The value of $$\lambda$$ can significantly affect the results of regularized polynomial regression on the training and validation set. We use a validation set to evaluate how good each $$\lambda$$ value is. After selecting the best $$\lambda$$ value using the validation set, we can then evaluate the model on the test set to estimate how well the model will perform on actual unseen data.

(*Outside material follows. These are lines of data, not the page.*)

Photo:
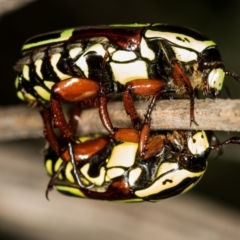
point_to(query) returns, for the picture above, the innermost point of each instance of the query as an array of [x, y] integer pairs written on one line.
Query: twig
[[224, 115]]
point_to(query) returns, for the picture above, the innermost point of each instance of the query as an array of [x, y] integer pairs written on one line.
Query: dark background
[[220, 20]]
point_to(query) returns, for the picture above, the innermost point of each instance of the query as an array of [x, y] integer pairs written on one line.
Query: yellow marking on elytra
[[97, 180], [123, 155], [20, 95], [68, 173], [126, 72], [167, 167], [167, 181], [184, 55], [73, 191], [123, 56], [25, 72], [48, 166], [38, 66], [198, 143], [129, 200], [115, 172], [49, 84], [25, 96], [146, 52], [57, 166], [81, 62], [133, 175], [192, 43], [74, 52], [216, 78], [17, 81], [42, 92], [54, 61]]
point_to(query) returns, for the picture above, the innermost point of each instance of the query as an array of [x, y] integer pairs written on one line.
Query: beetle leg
[[140, 87], [48, 130], [67, 154], [144, 133], [71, 90], [180, 78], [233, 140]]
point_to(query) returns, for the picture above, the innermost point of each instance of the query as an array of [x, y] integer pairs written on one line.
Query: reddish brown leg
[[140, 87], [73, 152], [70, 90], [144, 134], [48, 130], [233, 140], [180, 78]]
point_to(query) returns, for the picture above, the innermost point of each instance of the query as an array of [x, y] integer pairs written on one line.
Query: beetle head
[[212, 67]]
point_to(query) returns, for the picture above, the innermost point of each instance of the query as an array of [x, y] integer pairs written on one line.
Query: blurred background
[[210, 211]]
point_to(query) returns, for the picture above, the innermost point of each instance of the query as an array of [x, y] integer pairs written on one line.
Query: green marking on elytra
[[65, 35], [130, 25]]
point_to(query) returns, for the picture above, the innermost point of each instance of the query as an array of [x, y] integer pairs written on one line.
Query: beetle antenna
[[233, 75], [233, 140]]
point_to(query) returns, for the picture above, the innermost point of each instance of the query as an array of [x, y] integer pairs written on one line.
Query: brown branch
[[21, 122]]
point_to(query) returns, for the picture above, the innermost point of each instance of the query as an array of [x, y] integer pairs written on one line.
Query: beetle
[[174, 162], [80, 64]]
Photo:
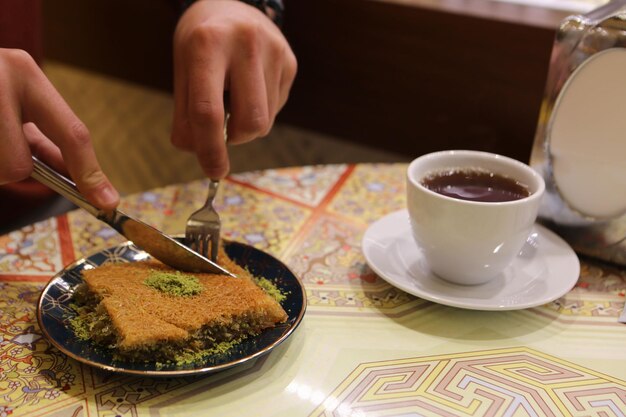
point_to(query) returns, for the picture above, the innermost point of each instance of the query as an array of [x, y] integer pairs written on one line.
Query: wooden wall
[[397, 74]]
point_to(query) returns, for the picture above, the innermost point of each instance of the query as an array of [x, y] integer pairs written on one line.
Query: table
[[363, 348]]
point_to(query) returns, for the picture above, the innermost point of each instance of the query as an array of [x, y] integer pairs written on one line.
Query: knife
[[161, 246]]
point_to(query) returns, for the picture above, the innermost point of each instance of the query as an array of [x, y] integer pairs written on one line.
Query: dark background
[[400, 75]]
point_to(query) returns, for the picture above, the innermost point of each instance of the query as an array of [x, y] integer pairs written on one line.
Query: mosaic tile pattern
[[313, 218], [508, 382]]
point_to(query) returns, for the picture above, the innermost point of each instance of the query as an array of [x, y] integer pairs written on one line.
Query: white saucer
[[537, 276]]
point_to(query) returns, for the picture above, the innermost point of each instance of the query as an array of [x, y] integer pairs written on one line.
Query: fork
[[202, 232]]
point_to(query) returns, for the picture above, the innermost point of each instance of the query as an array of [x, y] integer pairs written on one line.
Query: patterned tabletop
[[364, 347]]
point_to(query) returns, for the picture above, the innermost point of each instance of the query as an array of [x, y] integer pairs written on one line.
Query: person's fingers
[[288, 75], [181, 137], [44, 149], [15, 160], [250, 116], [43, 105], [205, 106]]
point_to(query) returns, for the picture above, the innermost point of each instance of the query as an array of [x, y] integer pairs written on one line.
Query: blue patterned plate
[[53, 312]]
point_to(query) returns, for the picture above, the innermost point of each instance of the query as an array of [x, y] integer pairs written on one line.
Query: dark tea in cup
[[475, 185]]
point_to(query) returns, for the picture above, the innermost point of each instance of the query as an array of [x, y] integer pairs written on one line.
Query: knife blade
[[161, 246]]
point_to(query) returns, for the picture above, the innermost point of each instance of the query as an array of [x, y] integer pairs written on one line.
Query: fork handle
[[57, 182], [213, 186]]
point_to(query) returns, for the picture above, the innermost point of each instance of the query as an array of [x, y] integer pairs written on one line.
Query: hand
[[227, 45], [37, 121]]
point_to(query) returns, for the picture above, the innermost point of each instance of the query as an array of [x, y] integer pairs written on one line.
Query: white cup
[[470, 242]]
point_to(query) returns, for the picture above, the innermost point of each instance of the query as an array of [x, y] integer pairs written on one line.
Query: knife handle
[[57, 182]]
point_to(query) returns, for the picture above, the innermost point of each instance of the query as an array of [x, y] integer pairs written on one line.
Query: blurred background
[[378, 81]]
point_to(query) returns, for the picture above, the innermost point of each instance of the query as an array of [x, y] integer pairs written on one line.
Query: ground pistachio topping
[[174, 283], [270, 288]]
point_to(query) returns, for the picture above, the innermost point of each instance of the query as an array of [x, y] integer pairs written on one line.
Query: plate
[[542, 272], [53, 313]]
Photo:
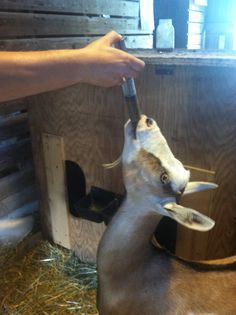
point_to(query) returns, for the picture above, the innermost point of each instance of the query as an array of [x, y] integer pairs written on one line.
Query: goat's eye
[[164, 178], [149, 122]]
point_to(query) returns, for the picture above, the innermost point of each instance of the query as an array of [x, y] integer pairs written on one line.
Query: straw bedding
[[45, 279]]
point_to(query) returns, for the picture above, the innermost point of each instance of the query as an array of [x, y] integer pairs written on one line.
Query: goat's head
[[151, 171]]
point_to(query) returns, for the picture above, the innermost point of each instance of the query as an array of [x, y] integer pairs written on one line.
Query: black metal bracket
[[99, 205]]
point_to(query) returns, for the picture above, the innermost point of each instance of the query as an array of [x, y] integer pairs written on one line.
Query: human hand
[[103, 65]]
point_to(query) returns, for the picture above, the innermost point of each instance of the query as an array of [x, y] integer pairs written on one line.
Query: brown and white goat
[[134, 277]]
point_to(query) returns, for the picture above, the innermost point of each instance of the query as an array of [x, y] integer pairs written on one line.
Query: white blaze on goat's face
[[151, 170], [151, 153]]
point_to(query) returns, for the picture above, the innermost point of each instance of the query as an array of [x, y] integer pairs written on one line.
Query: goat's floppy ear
[[189, 218], [193, 187]]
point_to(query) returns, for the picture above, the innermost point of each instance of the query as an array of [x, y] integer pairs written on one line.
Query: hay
[[46, 280]]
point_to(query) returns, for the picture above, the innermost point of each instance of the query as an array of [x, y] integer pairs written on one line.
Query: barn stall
[[74, 131]]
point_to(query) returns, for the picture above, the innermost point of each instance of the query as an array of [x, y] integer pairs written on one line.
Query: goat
[[134, 277]]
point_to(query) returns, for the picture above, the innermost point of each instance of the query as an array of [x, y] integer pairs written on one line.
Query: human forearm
[[28, 73]]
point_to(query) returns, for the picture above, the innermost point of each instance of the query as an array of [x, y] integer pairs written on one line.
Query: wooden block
[[53, 148]]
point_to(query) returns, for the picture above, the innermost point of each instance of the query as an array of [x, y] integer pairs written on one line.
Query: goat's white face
[[152, 172]]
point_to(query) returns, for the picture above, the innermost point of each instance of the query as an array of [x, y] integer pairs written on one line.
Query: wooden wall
[[17, 182], [196, 110], [50, 24]]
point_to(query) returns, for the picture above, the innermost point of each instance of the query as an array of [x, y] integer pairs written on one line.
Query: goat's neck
[[128, 235]]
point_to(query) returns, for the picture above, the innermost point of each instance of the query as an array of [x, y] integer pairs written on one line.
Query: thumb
[[111, 38]]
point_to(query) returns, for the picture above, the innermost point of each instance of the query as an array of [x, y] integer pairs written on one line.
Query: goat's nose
[[180, 192]]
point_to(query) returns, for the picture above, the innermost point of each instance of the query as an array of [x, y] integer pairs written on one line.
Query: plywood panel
[[108, 7], [30, 24]]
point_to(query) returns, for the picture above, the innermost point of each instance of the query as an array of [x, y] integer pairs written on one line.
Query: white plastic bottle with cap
[[165, 34]]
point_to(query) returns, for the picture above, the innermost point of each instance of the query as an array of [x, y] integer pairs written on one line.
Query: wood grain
[[132, 41], [108, 7], [33, 24]]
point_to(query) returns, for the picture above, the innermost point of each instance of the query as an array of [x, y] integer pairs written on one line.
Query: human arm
[[28, 73]]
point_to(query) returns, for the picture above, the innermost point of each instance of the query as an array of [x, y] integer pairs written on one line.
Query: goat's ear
[[193, 187], [189, 218]]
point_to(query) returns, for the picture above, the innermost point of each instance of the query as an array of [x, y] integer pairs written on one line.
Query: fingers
[[111, 38]]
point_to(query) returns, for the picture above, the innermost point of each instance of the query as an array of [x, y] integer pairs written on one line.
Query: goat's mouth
[[187, 217]]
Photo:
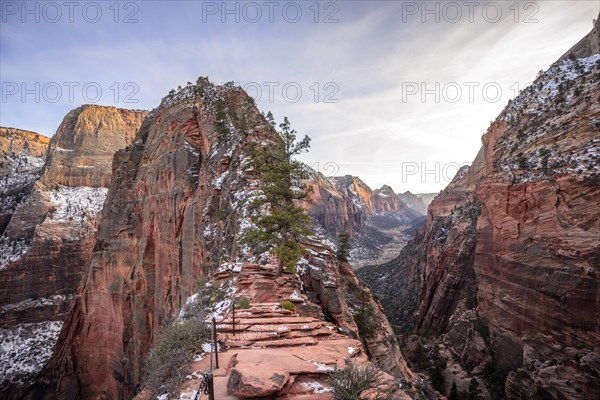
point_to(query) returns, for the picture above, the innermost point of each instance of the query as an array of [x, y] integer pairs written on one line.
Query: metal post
[[211, 387], [215, 343]]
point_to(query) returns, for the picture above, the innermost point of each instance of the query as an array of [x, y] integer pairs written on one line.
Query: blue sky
[[361, 66]]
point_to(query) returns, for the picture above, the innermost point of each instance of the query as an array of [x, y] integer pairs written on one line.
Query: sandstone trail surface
[[270, 351], [176, 208], [52, 193], [505, 272]]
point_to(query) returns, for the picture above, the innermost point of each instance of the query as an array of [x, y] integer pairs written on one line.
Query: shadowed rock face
[[520, 228], [49, 239], [22, 157], [378, 220], [176, 207], [82, 150]]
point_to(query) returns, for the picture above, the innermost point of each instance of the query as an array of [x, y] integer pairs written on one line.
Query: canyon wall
[[379, 221], [49, 238], [176, 208], [506, 269], [22, 157]]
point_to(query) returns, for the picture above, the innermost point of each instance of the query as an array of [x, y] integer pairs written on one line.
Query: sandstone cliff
[[49, 239], [506, 268], [174, 212]]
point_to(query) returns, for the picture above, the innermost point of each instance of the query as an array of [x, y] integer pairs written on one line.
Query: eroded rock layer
[[176, 208]]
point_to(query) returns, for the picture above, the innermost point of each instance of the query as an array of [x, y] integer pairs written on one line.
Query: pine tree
[[343, 250], [281, 184]]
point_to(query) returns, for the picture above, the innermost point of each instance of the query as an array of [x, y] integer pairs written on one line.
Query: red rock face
[[346, 204], [50, 237], [22, 157], [175, 209], [520, 227], [160, 234]]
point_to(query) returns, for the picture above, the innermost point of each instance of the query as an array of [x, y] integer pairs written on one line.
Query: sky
[[395, 92]]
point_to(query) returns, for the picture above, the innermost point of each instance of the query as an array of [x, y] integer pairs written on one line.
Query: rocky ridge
[[49, 238], [276, 352], [506, 268]]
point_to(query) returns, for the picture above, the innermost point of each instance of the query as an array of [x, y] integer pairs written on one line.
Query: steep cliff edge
[[174, 212], [22, 157], [506, 268], [50, 236]]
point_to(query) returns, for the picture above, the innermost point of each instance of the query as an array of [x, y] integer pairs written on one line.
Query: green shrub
[[364, 316], [287, 305]]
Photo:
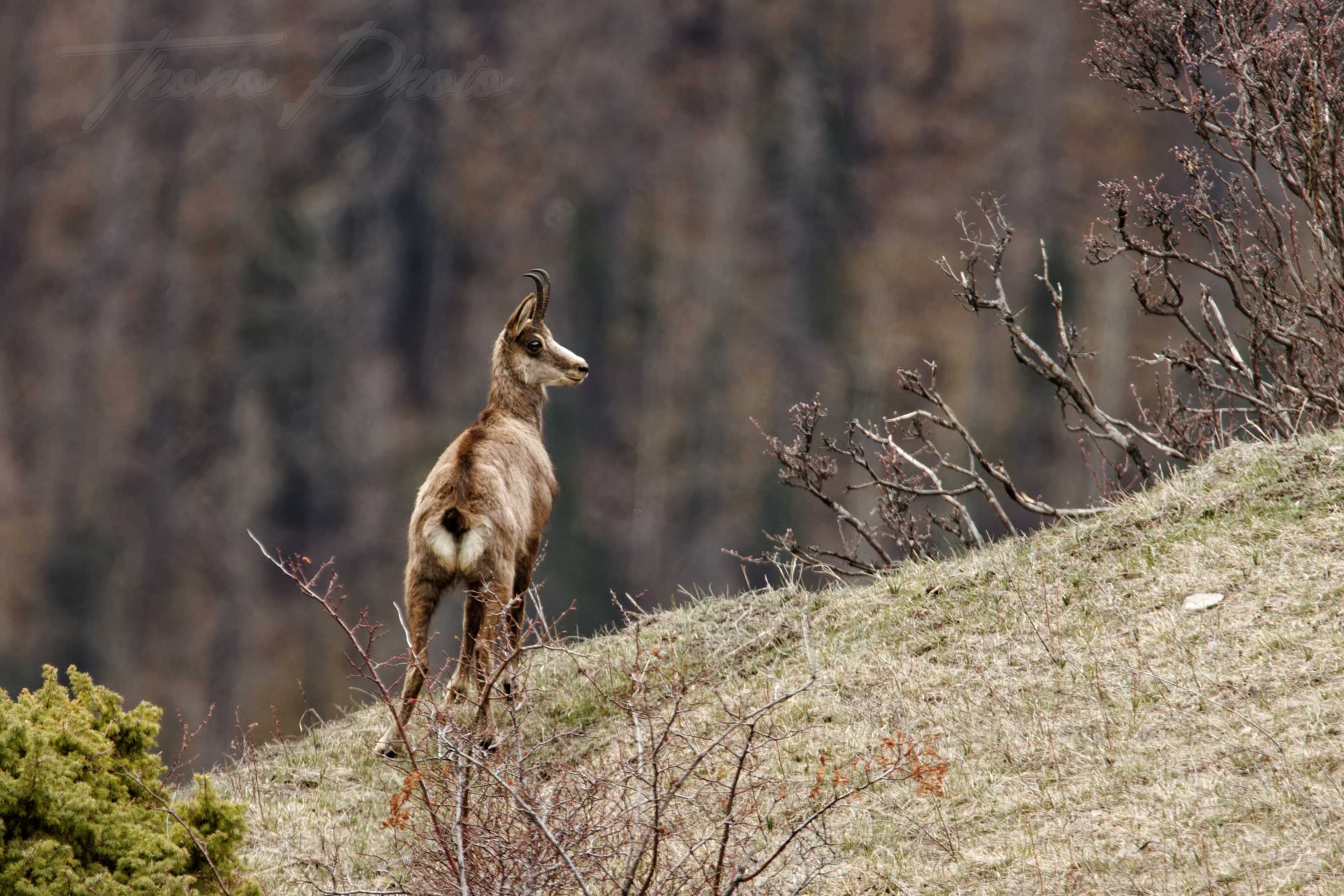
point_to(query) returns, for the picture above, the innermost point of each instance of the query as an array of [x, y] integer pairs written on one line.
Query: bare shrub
[[684, 790], [1246, 262]]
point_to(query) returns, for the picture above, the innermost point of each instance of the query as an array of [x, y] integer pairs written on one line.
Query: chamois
[[480, 515]]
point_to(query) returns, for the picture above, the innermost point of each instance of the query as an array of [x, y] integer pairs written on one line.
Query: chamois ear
[[522, 316]]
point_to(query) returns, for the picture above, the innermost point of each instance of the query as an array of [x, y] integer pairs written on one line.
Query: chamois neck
[[517, 399]]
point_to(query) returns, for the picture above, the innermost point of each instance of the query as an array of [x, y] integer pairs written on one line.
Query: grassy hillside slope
[[1101, 738]]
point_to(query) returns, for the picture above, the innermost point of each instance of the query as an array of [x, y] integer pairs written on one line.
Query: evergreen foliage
[[84, 805]]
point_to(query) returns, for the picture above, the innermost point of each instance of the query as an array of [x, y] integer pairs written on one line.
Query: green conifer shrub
[[83, 802]]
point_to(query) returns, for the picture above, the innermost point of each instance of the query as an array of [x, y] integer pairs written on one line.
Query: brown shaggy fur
[[480, 515]]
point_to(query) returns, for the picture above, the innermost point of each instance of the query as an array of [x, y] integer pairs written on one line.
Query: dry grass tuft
[[1100, 738]]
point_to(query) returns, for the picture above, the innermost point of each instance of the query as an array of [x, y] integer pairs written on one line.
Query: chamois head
[[527, 352]]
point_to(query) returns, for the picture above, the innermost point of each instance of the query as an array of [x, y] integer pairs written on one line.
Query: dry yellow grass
[[1101, 739]]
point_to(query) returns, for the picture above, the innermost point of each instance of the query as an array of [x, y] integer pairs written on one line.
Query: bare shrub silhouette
[[695, 791], [1246, 262]]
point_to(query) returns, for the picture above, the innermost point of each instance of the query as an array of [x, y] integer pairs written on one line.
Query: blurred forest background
[[210, 324]]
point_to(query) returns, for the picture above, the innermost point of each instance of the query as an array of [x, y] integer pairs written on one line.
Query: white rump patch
[[457, 555]]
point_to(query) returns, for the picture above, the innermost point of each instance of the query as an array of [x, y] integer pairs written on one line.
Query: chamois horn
[[544, 292]]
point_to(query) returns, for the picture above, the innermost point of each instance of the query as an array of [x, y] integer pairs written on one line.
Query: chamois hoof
[[390, 747]]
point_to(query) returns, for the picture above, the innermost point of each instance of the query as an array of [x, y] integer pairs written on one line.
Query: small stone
[[1202, 601]]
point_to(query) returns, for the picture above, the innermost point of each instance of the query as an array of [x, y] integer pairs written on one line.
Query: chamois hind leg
[[421, 599]]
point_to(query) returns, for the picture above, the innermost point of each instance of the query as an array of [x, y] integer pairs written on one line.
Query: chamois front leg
[[515, 620], [481, 622], [421, 599]]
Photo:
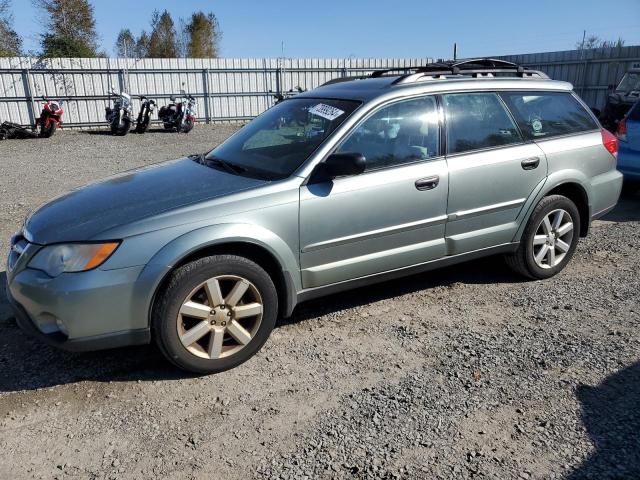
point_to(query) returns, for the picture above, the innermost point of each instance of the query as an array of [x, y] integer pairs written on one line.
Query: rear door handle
[[428, 183], [530, 163]]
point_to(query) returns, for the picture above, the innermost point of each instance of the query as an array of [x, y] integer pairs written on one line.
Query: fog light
[[62, 327]]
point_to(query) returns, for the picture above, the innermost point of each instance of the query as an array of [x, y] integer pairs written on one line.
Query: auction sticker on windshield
[[326, 111]]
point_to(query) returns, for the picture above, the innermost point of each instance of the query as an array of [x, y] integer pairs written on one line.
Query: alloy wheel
[[553, 238], [220, 317]]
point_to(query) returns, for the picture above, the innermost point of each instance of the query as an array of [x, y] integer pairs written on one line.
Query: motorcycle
[[147, 106], [50, 118], [119, 117], [179, 115]]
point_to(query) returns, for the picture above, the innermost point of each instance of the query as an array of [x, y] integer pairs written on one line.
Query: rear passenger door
[[492, 171]]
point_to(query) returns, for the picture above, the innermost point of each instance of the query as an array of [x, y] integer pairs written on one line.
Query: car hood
[[129, 197]]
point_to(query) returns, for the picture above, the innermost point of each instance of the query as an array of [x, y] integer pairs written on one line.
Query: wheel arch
[[270, 252], [575, 192]]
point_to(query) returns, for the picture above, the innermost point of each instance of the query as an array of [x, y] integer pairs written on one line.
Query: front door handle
[[530, 163], [428, 183]]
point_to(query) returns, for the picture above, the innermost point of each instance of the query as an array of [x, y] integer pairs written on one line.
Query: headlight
[[72, 257]]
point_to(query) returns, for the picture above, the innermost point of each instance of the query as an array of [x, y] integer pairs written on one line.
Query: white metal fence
[[225, 89], [240, 89]]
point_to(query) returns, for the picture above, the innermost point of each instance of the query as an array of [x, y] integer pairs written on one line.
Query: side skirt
[[311, 293]]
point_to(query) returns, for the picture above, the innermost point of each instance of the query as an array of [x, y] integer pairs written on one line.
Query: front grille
[[18, 246]]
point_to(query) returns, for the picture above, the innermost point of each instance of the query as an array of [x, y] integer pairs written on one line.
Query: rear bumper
[[628, 161]]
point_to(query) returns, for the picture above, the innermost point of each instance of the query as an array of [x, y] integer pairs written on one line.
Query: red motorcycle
[[50, 118]]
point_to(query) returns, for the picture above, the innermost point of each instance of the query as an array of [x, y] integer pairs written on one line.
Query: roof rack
[[475, 67]]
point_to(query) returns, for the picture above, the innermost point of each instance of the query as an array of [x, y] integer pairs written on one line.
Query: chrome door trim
[[496, 207], [374, 233]]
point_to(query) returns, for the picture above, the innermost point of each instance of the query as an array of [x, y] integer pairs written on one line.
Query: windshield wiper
[[229, 167]]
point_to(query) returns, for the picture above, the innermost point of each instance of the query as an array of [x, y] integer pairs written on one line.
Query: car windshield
[[629, 83], [277, 142]]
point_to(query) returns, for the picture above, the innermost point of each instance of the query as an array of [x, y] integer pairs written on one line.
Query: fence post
[[205, 83], [279, 81], [26, 83]]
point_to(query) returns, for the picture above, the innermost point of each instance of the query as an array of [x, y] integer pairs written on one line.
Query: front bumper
[[78, 311]]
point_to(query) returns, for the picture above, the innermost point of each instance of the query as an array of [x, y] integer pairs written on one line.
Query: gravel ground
[[466, 372]]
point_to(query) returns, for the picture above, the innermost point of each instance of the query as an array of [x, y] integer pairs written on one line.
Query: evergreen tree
[[70, 28], [163, 42], [142, 45], [10, 41], [125, 44], [203, 33]]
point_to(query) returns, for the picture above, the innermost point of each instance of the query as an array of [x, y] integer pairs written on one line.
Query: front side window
[[278, 142], [476, 121], [404, 132], [548, 114]]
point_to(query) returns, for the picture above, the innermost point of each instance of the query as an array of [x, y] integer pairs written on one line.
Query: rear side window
[[634, 113], [477, 120], [548, 114]]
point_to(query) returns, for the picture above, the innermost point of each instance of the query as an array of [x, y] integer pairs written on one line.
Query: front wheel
[[549, 239], [215, 313]]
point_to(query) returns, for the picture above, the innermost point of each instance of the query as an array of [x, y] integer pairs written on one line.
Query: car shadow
[[29, 364], [611, 416]]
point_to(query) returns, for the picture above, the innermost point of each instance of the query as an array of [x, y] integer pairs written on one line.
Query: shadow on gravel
[[611, 415], [628, 208], [484, 271], [27, 364]]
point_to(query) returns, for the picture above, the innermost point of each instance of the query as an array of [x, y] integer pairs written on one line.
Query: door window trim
[[376, 109], [522, 141]]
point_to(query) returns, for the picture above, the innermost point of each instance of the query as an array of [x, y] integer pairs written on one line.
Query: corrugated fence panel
[[592, 72]]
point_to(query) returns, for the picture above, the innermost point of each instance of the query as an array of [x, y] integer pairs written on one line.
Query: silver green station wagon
[[358, 181]]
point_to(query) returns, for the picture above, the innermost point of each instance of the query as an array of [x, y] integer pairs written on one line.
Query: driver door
[[391, 216]]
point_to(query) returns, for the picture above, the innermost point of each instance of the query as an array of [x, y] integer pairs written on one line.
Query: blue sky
[[374, 28]]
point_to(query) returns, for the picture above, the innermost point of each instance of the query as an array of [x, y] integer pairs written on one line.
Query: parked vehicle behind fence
[[147, 106], [119, 116], [179, 115], [628, 133], [50, 118], [355, 182]]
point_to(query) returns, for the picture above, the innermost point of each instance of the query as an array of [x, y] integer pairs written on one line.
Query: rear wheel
[[549, 239], [215, 313]]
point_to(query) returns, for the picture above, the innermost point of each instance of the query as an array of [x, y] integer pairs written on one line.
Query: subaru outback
[[357, 181]]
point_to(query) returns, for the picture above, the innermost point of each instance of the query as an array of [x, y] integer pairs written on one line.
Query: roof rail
[[475, 67]]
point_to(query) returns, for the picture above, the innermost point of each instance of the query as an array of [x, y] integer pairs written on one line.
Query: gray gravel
[[466, 372]]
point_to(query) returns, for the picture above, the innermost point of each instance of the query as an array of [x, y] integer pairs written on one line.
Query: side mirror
[[340, 164]]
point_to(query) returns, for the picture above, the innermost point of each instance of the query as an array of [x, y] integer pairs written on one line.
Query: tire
[[143, 126], [523, 260], [122, 128], [173, 326], [186, 127], [48, 132]]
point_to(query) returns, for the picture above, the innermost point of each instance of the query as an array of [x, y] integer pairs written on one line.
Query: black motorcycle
[[119, 117], [179, 115], [147, 106]]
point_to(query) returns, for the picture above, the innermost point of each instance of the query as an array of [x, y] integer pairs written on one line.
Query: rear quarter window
[[548, 114]]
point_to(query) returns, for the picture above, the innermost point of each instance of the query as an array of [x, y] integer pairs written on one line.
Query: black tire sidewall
[[185, 280], [547, 205]]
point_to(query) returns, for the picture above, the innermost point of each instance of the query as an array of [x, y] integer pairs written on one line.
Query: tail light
[[621, 131], [610, 142]]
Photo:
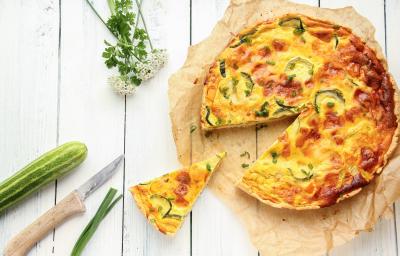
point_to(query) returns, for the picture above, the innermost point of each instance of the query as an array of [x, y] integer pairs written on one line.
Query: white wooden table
[[53, 89]]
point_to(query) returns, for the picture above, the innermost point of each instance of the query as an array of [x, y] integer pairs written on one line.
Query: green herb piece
[[263, 112], [222, 68], [249, 83], [330, 104], [245, 38], [134, 59], [281, 104], [295, 22], [303, 175], [352, 82], [245, 153], [299, 66], [208, 112], [334, 94], [298, 31], [274, 156], [270, 62], [336, 41], [105, 207], [224, 92], [234, 82], [291, 77]]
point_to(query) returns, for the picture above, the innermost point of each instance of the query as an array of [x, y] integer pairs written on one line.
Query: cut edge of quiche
[[242, 79], [165, 201]]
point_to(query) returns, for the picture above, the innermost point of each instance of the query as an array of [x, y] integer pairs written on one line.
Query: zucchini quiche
[[165, 201], [343, 97]]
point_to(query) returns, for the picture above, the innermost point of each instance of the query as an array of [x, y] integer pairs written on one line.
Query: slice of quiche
[[165, 201]]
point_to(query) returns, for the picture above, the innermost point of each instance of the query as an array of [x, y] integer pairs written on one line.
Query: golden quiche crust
[[345, 101], [165, 201]]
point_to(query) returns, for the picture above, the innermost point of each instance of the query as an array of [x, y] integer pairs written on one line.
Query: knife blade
[[71, 205], [99, 178]]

validationCurve <- function(X, y, Xval, yval, maxit) {
lambda_vec = c(0, 0.001, 0.003, 0.01, 0.03, 0.1, 0.3, 1, 3, 10)
m = length(lambda_vec)
error.train = matrix(0, m, 1)
error.valid = matrix(0, m, 1)
for(i in 1:m) {
lambda = lambda_vec[i]
theta <- trainLinearReg(X, y, lambda, maxit)
error.train[i] = computeCost(theta, X, y, 0)
error.valid[i] = computeCost(theta, Xval, yval, 0)
}
list(lambda_vec=lambda_vec, error.train=error.train, error.valid=error.valid)
}
list[lambda_vec, error.train, error.valid] <- validationCurve(X_poly, y, X_poly_val, yval, 200)

df_cv <- data.frame(lambda_vec=lambda_vec, error.train=error.train, error.valid=error.valid)
ggplot(df_cv, aes(lambda_vec)) + geom_line(aes(y=error.train, col="training error")) +
geom_line(aes(y=error.valid, col="validation error")) +
labs(x="Lambda", y="Error") +
scale_color_discrete(name="")